Bases: rna_predict.dcatools.DcaFilter

Filter to skips DCA contact if below or above a threshold.

__init__(pdb_chain, threshold, keep_below=True, mode='minimum_heavy')[source]¶

Create a new threshold filter.

Parameters:	pdb_chain – PDB chain threshold – threshold below or above to keep a contact keep_below – True to keep below threshold, False to keep above mode – What distance to compare to (average_heavy, minimum_heavy)

apply(contact, quiet=False)[source]¶

rna_predict.dcatools.build_cst_info_from_dca_contacts(dca_data, sequence, mapping_mode, cst_function, number_dca_predictions, quiet=False)[source]¶

Maps DCA residue contacts to atom-atom constraints.

Parameters:	dca_data – list od DcaContacts sequence – sequence as text mapping_mode – atom-to-atom mapping mode to use, supported values: “minAtom” or “pOnly” cst_function – rosetta function and parameters as text string number_dca_predictions – maximum number of DCA predictions to use quiet – reduce output verbosity
Returns:	list of constraint information

rna_predict.dcatools.filter_dca_data(dca_data, dca_filter_chain, quiet=False)[source]¶

Run list of DCA contacts through a chain of filters.

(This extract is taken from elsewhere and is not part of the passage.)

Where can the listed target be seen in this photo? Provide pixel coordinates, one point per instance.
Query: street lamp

Parameters:	dca_data – list of DcaContact objects dca_filter_chain – list of DcaFilter objects quiet – reduce output verbosity

rna_predict.dcatools.get_atoms_for_res(res, term_phosphate=False)[source]¶

Get list of atoms for residue.

Parameters:	res – nucleotide (A,U,G,C) term_phosphate – add P atoms
Returns:	list of atoms

rna_predict.dcatools.get_atoms_for_res_sequence(sequence)[source]¶

Get list of atoms for a sequence of nucleotides

Parameters:	sequence – sequence as text
Returns:	list of atoms

rna_predict.dcatools.get_contact_distance_map(structure_directory='/home/sebastian/.rna_predict/structure_info', westhof_vector=None, force_rebuild=False)[source]¶

Returns contact distance map

The contact distance map is cached it in the user directory and updated when newer files are found.

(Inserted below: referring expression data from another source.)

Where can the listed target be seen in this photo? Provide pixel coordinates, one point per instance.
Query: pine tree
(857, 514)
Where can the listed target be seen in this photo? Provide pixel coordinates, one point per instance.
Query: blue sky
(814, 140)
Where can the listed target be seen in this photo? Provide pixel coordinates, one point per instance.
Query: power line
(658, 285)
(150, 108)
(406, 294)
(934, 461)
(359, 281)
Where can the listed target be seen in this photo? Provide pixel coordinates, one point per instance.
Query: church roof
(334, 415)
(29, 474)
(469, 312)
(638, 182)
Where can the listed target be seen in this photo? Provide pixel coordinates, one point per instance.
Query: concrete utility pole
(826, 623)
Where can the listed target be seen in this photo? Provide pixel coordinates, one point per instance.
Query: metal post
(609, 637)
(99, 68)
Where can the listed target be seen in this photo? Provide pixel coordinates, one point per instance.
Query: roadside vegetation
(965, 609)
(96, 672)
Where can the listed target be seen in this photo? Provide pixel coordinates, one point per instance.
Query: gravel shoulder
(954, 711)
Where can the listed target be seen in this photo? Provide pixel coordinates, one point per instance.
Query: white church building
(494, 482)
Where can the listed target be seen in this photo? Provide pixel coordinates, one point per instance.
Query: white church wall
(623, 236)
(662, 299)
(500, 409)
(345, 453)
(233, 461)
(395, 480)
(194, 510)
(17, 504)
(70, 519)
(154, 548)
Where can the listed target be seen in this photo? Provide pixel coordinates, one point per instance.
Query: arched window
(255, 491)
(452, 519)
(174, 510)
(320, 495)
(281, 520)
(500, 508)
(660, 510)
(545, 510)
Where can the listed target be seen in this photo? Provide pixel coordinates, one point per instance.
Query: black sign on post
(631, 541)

Parameters:	structure_directory – directory to look up structure information text files westhof_vector – list of factors to apply different weights to the bonding family classes (defaults to `[1, 1, ... ]`) force_rebuild – force rebuilding the distance map

rna_predict.dcatools.get_contact_distance_map_mean(distance_map, mean_cutoff=None, std_cutoff=None)[source]¶

Return an average distance map containing only those contacts with average distance and standard deviation satisfiying a cutoff.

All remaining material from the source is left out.